Oct. 18, 2011 at 10:17 AM ET
New York Times writer and former restaurant critic Frank Bruni writes about a recently opened New York restaurant that might just be the most obnoxious eatery he’s ever encountered.
“Feel free to smell them,” a server at Chelsea restaurant Romera told Bruni. “And to taste them. Make a memory of them.”
The server wasn’t talking about wines or the food, but was in fact instructing Bruni to smell “lukewarm flavored water” that was served as a pairing for each dish of a $245, 11-course meal.
“It’s not just that this restaurant, which serves a single tasting menu for $245 a person before drinks or tip, seems wildly out of sync with the economic times,” Bruni writes. “Romera demands notice mostly because it’s such a florid demonstration of just how much culinary vanity we’ve encouraged and pretension we’ve unleashed.”

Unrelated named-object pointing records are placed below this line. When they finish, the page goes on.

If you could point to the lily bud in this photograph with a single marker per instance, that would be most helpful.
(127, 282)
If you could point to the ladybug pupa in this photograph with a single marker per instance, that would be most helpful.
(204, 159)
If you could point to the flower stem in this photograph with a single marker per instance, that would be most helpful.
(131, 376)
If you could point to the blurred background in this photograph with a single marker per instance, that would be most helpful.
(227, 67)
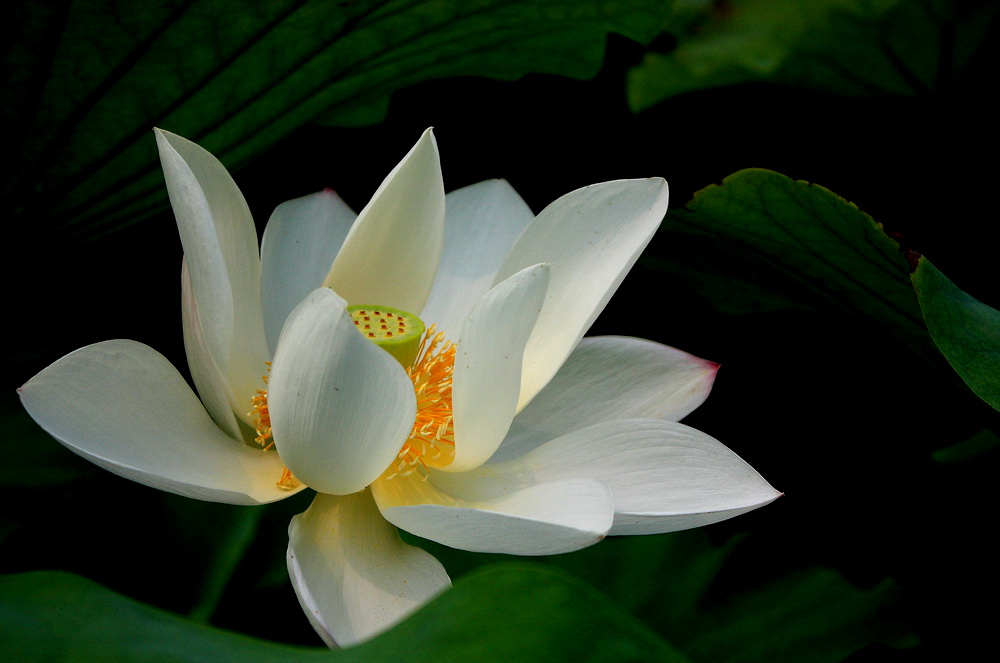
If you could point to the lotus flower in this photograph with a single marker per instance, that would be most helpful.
(499, 429)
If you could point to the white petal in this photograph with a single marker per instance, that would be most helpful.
(121, 404)
(591, 237)
(612, 377)
(664, 476)
(482, 222)
(543, 519)
(352, 573)
(301, 239)
(340, 406)
(212, 385)
(487, 377)
(391, 255)
(220, 246)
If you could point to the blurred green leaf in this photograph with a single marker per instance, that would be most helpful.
(808, 616)
(762, 241)
(507, 612)
(851, 47)
(87, 79)
(966, 331)
(970, 450)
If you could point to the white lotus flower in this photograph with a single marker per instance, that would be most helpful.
(518, 438)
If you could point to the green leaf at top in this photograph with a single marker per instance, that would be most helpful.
(88, 79)
(851, 47)
(514, 612)
(966, 330)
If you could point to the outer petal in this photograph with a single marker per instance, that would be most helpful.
(302, 238)
(220, 246)
(123, 406)
(542, 519)
(209, 379)
(340, 406)
(352, 573)
(482, 222)
(611, 377)
(391, 255)
(592, 237)
(487, 377)
(664, 476)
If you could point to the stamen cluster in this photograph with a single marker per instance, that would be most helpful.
(432, 440)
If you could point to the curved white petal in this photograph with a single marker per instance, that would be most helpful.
(213, 388)
(664, 476)
(340, 406)
(543, 519)
(301, 239)
(487, 378)
(592, 237)
(611, 377)
(352, 573)
(220, 246)
(121, 405)
(482, 222)
(391, 254)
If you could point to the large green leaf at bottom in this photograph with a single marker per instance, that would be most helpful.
(966, 330)
(506, 612)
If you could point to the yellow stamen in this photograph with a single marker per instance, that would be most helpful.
(262, 418)
(432, 438)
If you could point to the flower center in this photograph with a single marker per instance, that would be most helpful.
(429, 361)
(397, 332)
(262, 417)
(432, 439)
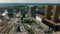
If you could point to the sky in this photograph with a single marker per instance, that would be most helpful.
(29, 1)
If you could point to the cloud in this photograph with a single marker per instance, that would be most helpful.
(29, 1)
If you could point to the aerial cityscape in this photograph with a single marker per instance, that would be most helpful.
(17, 18)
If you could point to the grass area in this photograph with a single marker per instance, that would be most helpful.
(30, 31)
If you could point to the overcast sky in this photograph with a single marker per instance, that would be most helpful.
(29, 1)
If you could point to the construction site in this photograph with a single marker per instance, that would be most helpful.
(16, 18)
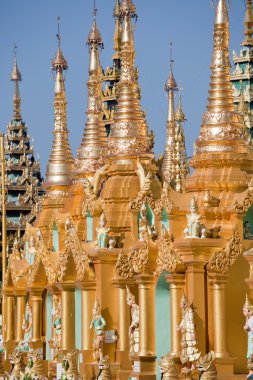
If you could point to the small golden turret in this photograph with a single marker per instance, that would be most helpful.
(93, 148)
(16, 77)
(118, 30)
(60, 164)
(168, 168)
(223, 131)
(129, 132)
(248, 22)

The concept of the restaurant is to connect each bite and sip to a memory – what the restaurateur, a former neurologist, calls “neurogastronomy.” Bruni regards this overthought experience as a nadir in the trend of the obnoxious foodie – from the prevalence of food TV and personalities to our penchant for taking photos of our food. “Even the meatballs have paparazzi,” he writes.
We want to know, what’s the most pretentious behavior you’ve seen at a restaurant, whether it’s the concept, service or other customers?